The shoulder and elbow injuries are, however, red flags. The only good news is that his shoulder injury only involved a muscle and not his labrum or the tendons in his rotator cuff. Also, the elbow MRI showed his ulnar collateral ligament was intact as recently as this past July. Shoulder and elbow injuries are always bad. Bettis’ appear to have been less bad than they could have been.
Thanks to all the up-and-down action the last three years, Bettis has accrued one year and 96 days of service time, commonly written as 1.096. He has five years of team control remaining. Two as a pre-arbitration player and three as an arbitration-eligible player. I suppose he could qualify as a Super Two following next season if the cutoff falls low enough, but that seems very unlikely.
Bettis has one minor league option remaining. The Rockies purchased his contract and called him up for the first time in August 2013, and he spent the rest of the year in the big leagues. He burned his first option going up and down in 2014, then burned his second when he was sent to Triple-A to start 2015. That means he has one left, unless he somehow qualifies for a fourth option. Either way, a team that trades for him hopes the options are a moot point. They’ll want to stick him in their rotation and leave him there.
What Would It Take?
Bettis is a former mid-range prospect with five years of team control left, and those guys are usually traded in packages for an established big leaguer, so we have an interesting dynamic here. The Rockies are rebuilding (I think) and presumably want young pieces in return. They have no use for 32-year-old Brett Gardner or 30-year-old Andrew Miller.
Recent trades involving pitchers five years from free agency include …
- Roenis Elias: Traded as second piece in a deal for Wade Miley.
- Nate Karns: Traded as headliner in three-player package for Brad Miller, Logan Morrison, and Danny Farquhar.
- Dan Straily: Traded with Luis Valbuena for one year of Dexter Fowler.
- Jarred Cosart: Traded with two spare parts for three prospects, most notably Colin Moran and Jake Marisnick.
… and none of that really helps us. The Cosart trade is probably most applicable, which, at the time, boiled down to Cosart for Moran and Marisnick with other stuff thrown in. Baseball America ranked Moran and Marisnick as the Nos. 61 and 79 prospects prior to 2014, the year of the trade. At the same time, Cosart was more highly regarded than Bettis. He was twice ranked as a top 100 prospect by Baseball America, topping out at No. 50 in 2012.

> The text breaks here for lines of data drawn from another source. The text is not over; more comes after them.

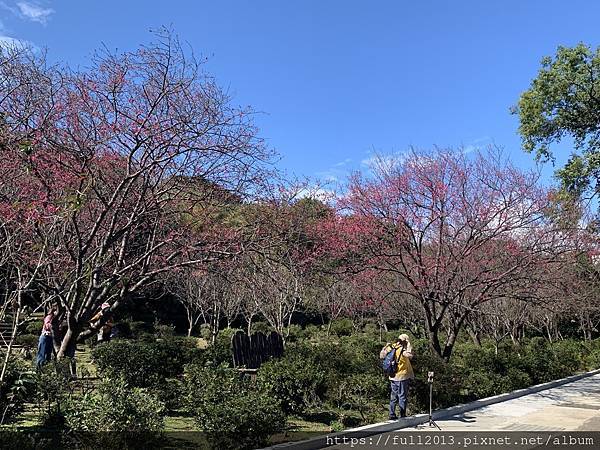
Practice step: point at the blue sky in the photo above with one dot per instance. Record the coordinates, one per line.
(338, 80)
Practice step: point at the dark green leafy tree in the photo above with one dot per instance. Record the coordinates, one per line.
(564, 101)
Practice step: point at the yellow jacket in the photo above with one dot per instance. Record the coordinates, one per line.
(404, 371)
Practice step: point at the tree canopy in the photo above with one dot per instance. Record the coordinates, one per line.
(564, 101)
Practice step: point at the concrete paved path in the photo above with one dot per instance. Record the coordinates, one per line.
(568, 405)
(571, 407)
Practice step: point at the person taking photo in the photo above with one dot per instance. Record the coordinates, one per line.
(400, 380)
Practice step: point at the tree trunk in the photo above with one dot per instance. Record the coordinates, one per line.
(13, 336)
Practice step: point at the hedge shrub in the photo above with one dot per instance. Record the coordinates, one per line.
(229, 409)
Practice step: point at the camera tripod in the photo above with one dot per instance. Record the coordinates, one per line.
(430, 382)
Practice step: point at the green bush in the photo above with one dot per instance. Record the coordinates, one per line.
(116, 407)
(229, 410)
(342, 327)
(19, 384)
(295, 381)
(363, 393)
(145, 364)
(53, 392)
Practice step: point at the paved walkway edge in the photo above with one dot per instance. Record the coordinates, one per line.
(419, 419)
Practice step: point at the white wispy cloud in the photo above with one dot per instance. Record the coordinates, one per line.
(386, 160)
(35, 12)
(336, 172)
(11, 42)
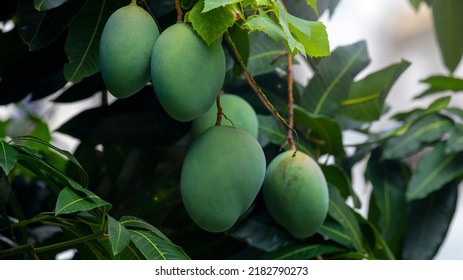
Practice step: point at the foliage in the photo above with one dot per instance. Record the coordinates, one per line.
(117, 195)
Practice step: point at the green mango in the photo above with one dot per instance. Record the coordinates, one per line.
(125, 50)
(237, 112)
(221, 175)
(187, 74)
(296, 193)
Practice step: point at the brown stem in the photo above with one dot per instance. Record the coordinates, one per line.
(219, 111)
(178, 8)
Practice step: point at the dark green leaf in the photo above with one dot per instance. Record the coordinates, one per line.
(302, 252)
(212, 24)
(155, 248)
(366, 97)
(435, 169)
(7, 157)
(320, 129)
(43, 5)
(387, 202)
(83, 39)
(447, 22)
(426, 130)
(134, 222)
(71, 201)
(440, 84)
(428, 223)
(119, 236)
(330, 85)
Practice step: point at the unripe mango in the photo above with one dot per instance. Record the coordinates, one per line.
(125, 50)
(221, 175)
(187, 74)
(296, 193)
(239, 113)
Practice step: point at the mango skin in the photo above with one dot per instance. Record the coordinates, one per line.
(237, 109)
(221, 175)
(187, 74)
(125, 50)
(296, 193)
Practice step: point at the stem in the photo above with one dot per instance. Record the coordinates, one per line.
(219, 111)
(252, 82)
(178, 8)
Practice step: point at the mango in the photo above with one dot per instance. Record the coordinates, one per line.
(238, 112)
(296, 194)
(125, 50)
(222, 173)
(187, 74)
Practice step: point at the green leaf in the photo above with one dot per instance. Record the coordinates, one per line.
(119, 236)
(428, 129)
(447, 23)
(38, 28)
(428, 223)
(365, 101)
(330, 85)
(212, 4)
(441, 84)
(324, 130)
(302, 252)
(71, 201)
(434, 170)
(134, 222)
(83, 39)
(155, 248)
(344, 215)
(387, 202)
(43, 5)
(212, 24)
(7, 157)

The Yankees traded six years of Shane Greene for five years of Didi Gregorius, and that might be the framework for a Bettis trade. My promising young player for your promising young player. The Rockies need basically everything at this point. Gary Sanchez for Bettis may seem like an overpay but that could be what it takes. Perhaps they can talk them down to, say, Rob Refsnyder, something like that. My trade proposal sucks, I know.
Point is, this isn’t a Gardner or Miller for Bettis plus stuff trade. The Rockies don’t need those guys. If they do trade Bettis, they’re going to trade him for young players. Also, here’s a weird factor to consider: Bettis has not fallen out of favor with the Rockies. The Yankees have targeted guys who have fallen out of favor with their previous teams during their on-the-fly rebuild (Gregorius, Dustin Ackley, Starlin Castro, etc.) so they don’t have to pay full freight. Bettis doesn’t fit that mold.
I know there’s nothing sexy about Bettis as a trade target, and you can always come with a reason to not trade for anyone, but look at what he offers. He’s only 26, he has five years of control, he throws five pitches, he gets grounders, he has a history of missing bats, and he has experience pitching in an extreme hitter’s environment. Those are all pluses in my book.
The injury history is a red flag, no doubt about it, as is the history of average at best control. There’s risk. That’s true of every pitcher. The Rockies have indicated a willingness to move just about anyone in an effort to improve, and Bettis is a potential long-term rotation piece with solid stuff who seems like someone pitching coach Larry Rothschild could help take to the next level.